The thug thought about it.
“And where are their bodies?”
“They are like you,” said Master Li. “All mouth.”
And either because it was a novel written in the 80’s by a man or that it simply reflects storytelling conventions in the culture he was aping, Bridge of Birds has no real female characters. When they are present, they display little to no agency and function narratively more like objects than people. And there is a lack of gravity to most facets of this book since everything operates with the dream-like detachment of a fairy-tale; where sexual assault, financial ruin, torture, and murder are divested of their dramatic impact. It can be jarring, for example, when you read about how one character gleefully plots the death of his own daughter with two men he just met because he found out that she had committed murder. A typical novel would have the character display the requisite emotional turmoil regardless of how deserving the daughter is of death, but Bridge of Birds do not much care about the conventions of writing (or even the laws of physics, for that matter). In fact, Hughart does a lot of things that one does not associate with good writing—YET, the book works. Somehow.

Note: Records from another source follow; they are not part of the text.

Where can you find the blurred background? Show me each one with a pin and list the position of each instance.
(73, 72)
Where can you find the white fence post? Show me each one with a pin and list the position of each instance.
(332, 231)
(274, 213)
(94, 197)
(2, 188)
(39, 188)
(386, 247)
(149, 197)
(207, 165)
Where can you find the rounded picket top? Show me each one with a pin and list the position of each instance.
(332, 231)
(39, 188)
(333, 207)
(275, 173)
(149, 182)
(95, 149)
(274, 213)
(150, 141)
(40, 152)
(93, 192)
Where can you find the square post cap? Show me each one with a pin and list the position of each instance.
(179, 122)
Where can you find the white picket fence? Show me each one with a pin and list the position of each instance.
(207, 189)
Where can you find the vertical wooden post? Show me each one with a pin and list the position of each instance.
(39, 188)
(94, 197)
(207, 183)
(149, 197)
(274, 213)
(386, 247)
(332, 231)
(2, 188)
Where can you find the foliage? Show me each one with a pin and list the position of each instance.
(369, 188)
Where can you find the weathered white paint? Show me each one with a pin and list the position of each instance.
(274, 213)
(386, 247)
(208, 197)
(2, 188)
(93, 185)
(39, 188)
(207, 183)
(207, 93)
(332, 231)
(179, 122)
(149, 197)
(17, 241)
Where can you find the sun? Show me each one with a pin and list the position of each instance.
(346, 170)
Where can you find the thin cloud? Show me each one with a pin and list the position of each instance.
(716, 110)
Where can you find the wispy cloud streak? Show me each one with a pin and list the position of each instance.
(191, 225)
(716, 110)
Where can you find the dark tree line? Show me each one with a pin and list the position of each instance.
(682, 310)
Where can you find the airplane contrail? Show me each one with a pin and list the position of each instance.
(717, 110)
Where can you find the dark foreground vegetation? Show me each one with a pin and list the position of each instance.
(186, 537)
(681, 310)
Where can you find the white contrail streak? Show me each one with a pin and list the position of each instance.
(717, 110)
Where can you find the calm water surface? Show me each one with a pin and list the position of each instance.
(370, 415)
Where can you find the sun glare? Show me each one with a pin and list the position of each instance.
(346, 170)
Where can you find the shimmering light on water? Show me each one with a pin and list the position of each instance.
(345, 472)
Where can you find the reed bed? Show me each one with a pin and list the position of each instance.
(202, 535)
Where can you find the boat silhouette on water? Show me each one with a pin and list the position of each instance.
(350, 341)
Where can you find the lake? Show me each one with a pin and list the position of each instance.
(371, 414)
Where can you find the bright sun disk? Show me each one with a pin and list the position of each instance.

I am not quite sure what lesson one should glean from Bridge of Birds, or if any was intended at all. I am pretty sure no one becomes a better person after reading it either. What is certain to me is that it is one hell of a story. I got really caught up as Li Kao and Lu Yu races to the end, piling twists upon twists and revelations upon revelations that are both outlandish yet strangely satisfying. And what is surprising to me is that in spite of its comical tone, it manages to achieve some kind of transcendence by the end. It is moved me, and had me reading the last words through a mist of wetness in my eyes.
Anyway, now that I have completed re-reading Bridge of Birds and have gotten myself reacquainted with the characters and story, I am now free to dive into its sequel for the first time. If it is even half as good as its predecessor, I am in for a very good time indeed. You should read Bridge of Birds if you have not. There is no book like it.